Her open/closed status could not be confirmed as of mid-April 2026. She has publicly stated she is actively building her list, which suggests general openness, but you should check her agency's submissions page directly before sending anything.
What agency is Natalie Rosselli with?
She is an Associate Agent (and handles Agency Operations) at the Aaron M. Priest Literary Agency in New York.
What genres does Natalie Rosselli represent?
Her current focus is adult romance (including historical, contemporary, romcom, western/cowboy, fantasy, and gothic subgenres), romantasy, and women's fiction. She is not seeking YA, children's, or nonfiction.
Does Natalie Rosselli represent young adult fiction?
No. Every statement she has made specifies adult fiction. Do not query her with YA or middle grade.
What does Natalie Rosselli NOT want?
She has not listed nonfiction, YA, middle grade, children's picture books, thrillers, mysteries, science fiction (outside romantasy), or horror as categories she seeks. Her focus is tightly on adult romance, romantasy, and women's fiction.
How do I submit to Natalie Rosselli?
Email queryrosselli@aaronpriest.com with a one-page query letter — describing your book and your background — and paste the first chapter into the body of the email. No attachments. Do not query any other Aaron Priest agent for the same project at the same time.
What tropes does Natalie Rosselli love?
She has explicitly named enemies-to-lovers/hate-to-love, workplace romance, forbidden love, fake dating, alpha heroes, marriage of convenience, and forced proximity as favorites. In romantasy specifically she also favors enemies-to-lovers and elemental magic systems.
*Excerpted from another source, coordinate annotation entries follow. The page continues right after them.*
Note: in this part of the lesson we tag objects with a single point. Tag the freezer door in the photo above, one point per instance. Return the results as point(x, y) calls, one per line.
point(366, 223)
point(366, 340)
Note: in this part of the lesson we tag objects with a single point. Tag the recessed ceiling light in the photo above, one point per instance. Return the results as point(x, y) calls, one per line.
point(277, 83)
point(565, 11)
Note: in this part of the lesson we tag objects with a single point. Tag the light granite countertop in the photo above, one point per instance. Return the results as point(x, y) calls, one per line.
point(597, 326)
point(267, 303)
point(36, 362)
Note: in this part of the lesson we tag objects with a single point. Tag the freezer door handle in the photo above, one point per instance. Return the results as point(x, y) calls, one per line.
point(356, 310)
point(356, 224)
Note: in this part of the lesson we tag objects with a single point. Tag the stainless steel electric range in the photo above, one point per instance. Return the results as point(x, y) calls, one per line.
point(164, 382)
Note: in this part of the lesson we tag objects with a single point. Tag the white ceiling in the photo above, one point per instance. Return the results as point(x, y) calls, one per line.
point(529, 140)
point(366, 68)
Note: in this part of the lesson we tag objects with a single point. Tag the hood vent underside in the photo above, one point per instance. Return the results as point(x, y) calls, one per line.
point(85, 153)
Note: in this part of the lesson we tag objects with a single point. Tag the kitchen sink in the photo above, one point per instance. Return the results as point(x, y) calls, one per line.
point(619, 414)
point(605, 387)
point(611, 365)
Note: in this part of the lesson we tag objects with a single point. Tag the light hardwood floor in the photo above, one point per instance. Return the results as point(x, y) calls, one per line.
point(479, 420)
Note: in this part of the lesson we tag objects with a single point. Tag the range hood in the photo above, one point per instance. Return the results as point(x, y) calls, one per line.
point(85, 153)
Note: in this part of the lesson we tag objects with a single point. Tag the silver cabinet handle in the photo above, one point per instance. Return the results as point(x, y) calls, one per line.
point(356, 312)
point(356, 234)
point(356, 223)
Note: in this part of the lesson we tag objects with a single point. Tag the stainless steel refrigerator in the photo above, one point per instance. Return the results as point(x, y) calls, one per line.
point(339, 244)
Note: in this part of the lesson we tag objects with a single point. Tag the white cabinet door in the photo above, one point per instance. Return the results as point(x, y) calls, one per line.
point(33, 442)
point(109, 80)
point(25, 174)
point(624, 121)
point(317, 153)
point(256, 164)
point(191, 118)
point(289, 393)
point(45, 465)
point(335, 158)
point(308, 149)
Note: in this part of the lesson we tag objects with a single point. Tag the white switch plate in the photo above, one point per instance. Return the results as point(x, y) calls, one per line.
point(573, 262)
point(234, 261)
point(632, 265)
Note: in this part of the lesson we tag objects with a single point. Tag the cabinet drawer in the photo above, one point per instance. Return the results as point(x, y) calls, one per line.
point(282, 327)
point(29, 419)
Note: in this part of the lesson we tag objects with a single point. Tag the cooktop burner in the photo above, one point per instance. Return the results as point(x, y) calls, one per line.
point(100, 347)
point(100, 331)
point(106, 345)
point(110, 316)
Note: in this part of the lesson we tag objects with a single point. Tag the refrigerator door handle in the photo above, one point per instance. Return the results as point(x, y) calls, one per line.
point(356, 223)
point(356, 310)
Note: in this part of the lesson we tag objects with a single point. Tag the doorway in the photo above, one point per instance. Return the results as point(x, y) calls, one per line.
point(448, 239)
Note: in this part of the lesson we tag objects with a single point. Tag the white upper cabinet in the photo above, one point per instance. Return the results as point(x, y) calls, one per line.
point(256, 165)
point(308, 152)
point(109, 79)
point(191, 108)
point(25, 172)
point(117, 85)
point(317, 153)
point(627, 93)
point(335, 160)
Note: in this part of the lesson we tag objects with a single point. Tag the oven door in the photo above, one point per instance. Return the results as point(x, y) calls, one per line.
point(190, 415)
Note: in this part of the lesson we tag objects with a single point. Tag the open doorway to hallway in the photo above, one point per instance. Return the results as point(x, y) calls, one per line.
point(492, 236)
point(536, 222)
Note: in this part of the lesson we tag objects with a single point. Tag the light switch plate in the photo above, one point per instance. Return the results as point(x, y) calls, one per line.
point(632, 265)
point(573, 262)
Is Natalie Rosselli good for debut authors?
She joined the agency in 2022 and describes herself as actively building her list, which generally means a newer agent with more room for debut voices. Her MFA background in Popular Fiction Writing signals genuine investment in craft development, which can benefit emerging writers.
What comparable titles has Natalie Rosselli mentioned?
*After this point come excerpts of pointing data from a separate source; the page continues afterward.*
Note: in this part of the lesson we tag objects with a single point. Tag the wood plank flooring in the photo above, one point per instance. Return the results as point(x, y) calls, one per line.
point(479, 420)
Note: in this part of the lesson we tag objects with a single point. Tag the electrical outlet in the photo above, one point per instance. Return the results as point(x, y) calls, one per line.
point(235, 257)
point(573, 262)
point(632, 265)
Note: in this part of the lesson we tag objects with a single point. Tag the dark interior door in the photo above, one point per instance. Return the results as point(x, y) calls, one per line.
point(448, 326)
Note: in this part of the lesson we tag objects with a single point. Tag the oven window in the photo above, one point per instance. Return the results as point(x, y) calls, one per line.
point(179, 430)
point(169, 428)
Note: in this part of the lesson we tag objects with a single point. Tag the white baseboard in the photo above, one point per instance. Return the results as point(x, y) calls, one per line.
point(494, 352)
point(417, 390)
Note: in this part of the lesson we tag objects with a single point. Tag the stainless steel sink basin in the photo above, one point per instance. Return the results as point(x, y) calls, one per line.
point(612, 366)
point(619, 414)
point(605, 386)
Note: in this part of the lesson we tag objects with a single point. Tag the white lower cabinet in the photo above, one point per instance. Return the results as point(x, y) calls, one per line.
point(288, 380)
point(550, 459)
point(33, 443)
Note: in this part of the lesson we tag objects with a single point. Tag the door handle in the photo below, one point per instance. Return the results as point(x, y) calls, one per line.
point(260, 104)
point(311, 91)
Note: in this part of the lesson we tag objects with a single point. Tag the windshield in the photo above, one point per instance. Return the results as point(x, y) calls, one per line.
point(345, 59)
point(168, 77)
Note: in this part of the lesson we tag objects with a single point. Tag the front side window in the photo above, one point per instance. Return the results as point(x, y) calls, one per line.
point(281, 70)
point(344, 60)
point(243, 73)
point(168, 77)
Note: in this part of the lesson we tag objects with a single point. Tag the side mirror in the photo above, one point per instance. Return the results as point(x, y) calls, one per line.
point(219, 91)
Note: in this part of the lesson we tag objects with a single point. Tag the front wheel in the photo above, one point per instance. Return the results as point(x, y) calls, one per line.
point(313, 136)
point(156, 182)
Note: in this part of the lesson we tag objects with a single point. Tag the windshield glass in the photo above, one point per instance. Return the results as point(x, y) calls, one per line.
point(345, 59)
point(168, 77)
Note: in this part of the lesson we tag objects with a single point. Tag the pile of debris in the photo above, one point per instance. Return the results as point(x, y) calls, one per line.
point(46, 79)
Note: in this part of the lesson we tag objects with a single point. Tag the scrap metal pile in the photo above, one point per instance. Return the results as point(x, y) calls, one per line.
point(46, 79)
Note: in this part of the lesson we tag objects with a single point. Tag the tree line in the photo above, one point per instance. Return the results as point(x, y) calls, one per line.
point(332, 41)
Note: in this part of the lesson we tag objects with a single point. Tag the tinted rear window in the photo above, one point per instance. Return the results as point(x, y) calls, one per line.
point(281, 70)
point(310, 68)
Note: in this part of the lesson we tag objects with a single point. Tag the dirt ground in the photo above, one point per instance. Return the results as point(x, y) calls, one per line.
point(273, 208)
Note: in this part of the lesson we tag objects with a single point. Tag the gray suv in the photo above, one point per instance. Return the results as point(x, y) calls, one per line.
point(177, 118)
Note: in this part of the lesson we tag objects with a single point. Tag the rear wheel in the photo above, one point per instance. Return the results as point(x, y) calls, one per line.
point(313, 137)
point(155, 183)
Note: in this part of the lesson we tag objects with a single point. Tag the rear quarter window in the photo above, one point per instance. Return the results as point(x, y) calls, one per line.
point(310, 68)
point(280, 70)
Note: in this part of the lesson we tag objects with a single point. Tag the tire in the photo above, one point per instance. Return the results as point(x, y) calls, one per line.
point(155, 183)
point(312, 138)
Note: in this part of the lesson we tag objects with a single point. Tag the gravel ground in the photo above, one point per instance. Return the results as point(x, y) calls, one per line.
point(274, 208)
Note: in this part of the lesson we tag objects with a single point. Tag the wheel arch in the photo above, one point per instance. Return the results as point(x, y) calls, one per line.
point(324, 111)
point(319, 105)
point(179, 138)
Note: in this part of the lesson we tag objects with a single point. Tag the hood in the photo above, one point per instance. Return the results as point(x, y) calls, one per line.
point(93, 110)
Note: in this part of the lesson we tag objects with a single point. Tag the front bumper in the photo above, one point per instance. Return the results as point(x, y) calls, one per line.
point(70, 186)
She has cited Book Lovers and other works by Emily Henry, Normal People by Sally Rooney, The Serpent and the Wings of Night by Carissa Broadbent, and Writers & Lovers / Heart the Lover by Lily King as aspiration benchmarks. She has also listed A Deal with the Devil by Elizabeth O'Roarke and Silver Elite by Dani Francis among personal favorites.
Does Natalie Rosselli want same-sex romance?
Yes. Same-sex romance appears in her listed specialty subgenres, so LGBTQ+ romance is within scope — though as always, the story should align with her broader trope and tonal preferences.